Rapidement, on tombera sur une drôle de créature qui pourrait paraître effrayante si elle n’avait pas le museau coincé dans un sceau dont elle ne sait se défaire. C’est en la sortant de ce mauvais pas qu’une amitié naîtra, et avec elle, comme une évidence, le besoin de quitter la ville.
La créature en question tient du bison croisé avec une chèvre, et fait deux ou trois fois la taille de notre personnage. Pas le genre d’animal familier qu’on dissimule sous un manteau ou dans un sac à dos… Et c’est en étant nous même astucieusement guidé par le jeu que, peu à peu, l’on prendra nos marques pour devenir à notre tour le guide de cette première calicorne, comme sont nommés ces animaux, bientôt rejointe par certains congénères.

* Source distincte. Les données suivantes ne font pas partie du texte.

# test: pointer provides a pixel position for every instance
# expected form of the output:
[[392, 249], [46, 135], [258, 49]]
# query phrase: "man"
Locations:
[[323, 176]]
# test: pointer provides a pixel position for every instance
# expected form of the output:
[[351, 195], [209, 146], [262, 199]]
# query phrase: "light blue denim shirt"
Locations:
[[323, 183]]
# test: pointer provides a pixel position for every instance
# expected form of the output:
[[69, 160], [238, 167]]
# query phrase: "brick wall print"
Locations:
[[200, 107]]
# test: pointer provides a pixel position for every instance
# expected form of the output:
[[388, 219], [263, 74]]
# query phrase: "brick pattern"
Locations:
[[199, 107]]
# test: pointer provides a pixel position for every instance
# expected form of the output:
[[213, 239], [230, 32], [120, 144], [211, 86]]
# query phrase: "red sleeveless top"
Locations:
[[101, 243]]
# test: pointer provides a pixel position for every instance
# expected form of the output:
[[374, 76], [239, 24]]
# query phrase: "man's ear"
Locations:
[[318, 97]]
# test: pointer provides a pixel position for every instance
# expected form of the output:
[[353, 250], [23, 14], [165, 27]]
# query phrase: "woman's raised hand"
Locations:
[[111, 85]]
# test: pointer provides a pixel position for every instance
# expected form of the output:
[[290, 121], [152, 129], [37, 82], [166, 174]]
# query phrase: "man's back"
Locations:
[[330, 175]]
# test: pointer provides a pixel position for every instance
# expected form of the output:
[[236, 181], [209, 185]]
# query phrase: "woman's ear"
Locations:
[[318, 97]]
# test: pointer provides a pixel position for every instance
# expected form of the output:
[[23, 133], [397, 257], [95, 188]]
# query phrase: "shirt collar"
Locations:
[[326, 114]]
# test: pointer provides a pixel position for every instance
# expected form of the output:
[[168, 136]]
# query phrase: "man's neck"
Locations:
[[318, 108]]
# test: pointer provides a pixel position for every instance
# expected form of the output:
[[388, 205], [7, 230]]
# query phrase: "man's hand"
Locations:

Cette force qui guide mes pas
L’image du berger est celle qui colle le mieux aux contrôles d’Herdling. Pour progresser on se placera derrières les animaux et on leur indiquera la direction à suivre. Il faudra donc être légèrement sur la gauche pour que la troupe (qui n’est pas encore un troupeau au début du jeu) aille sur la droite, et inversement.
Si l’on veut que les animaux prennent un virage serré à 90°, il faudra alors se placer sur leurs flancs. Un système de chien de berger logique, mais qu’on aura des difficulté à pleinement embrasser jusqu’à la fin de l’aventure, notamment dans le cas des quelques phases plus orientées reflexes ou action, quand les vieux reflexes jeux vidéo reprennent le pas et qu’on incline le stick à gauche pour aller à gauche (alors qu’il faut placer son personnage à droite des calicornes pour les « pousser » sur la gauche).
Car le jeu tente de s’éloigner du walking simulator à la Journey, comme le faisait déjà les jeux précédents du studio, les deux très beaux épisodes de Far, Lone Sails (2018) et Changing Tides (2022). Ainsi, il ajoute un peu de danger à certains points de l’aventure, le Game Over est même possible si vous perdez trop de membres de l’équipée. De même que pour varier un peu le voyage, des éléments très light de puzzle environnemental apparaissent de temps à autres.
Avec Herdling, le studio suisse Okomotive passe du gameplay 2D de Far à un gameplay en 3D, ajoutant alors une pincée d’exploration au level design. Si la géographie des niveaux offre une lecture relativement claire de la direction à emprunter avec son troupeau, à certains moments du voyage, on aura un peu tourné à la recherche de notre chemin, ce qui, là encore, vient casser la potentielle monotonie que pourrait entrainer un « simple » walking simulator. Il faut aussi noter le hud très malin, déplacé sur le pelage des calicornes pour une plus grande immersion : c’est la coloration de celui-ci qui indiquera l’état de santé du compagnon.
Ce n’est pas la destination qui compte…
Outre ces petits éléments de gameplay qui viennent mettre du jeu dans le jeu, le voyage est aussi ponctué de petits moments de narration et de poésie qui rendent le monde dans lequel on évolue, mais aussi les calicornes, plus vivants.
Lors d’une pause à un feu de camp, qui vient marquer les passages d’un niveau à l’autre, une calicorne viendra ainsi déposer à nos pieds une balle pour qu’on lui la lance. On peut alors jouer avec l’animal (ou pas) sans que cela n’ait aucun impact sur le jeu en tant que tel.
Plongé dans l’aventure, accompagné des calicornes qui nous rejoindront tout au long du périple, on finit par oublier l’introduction en ville, et même par accorder peu d’importance à notre destination, qu’on ne connait pas vraiment, se laissant porter par les vents. On progressera un peu au jour le jour, au gré des indices que l’on aperçoit à l’horizon. Et c’est aussi plutôt appréciable de progresser durant les quatre heures (environ) que dure le jeu, sans véritable but, profitant simplement des paysages, du level design, de ses compagnons, et du (bon) moment.
Le générique de fin révèlera que le titre a été développé par une toute petite équipe ; les musiciens sont peut-être plus nombreux que les programmeurs. Herdling est un très joli petit jeu, qui, l’air de rien, a tout de même des choses à raconter et à proposer sur le jeu vidéo, sur la façon de mener une narration, sur la nécessité, ou pas, de proposer du challenge, sur la place du combat dans un jeu. Pour chacun de ces éléments, le titre d’Otomotive fait un pas de côté.
C’est aussi à nouveau un titre parfait pour le Game Pass (mais il est disponible également sur consoles et PC), que l’on lancera curieux, et qui nous laissera de façon assez inattendue son lot de beaux souvenirs.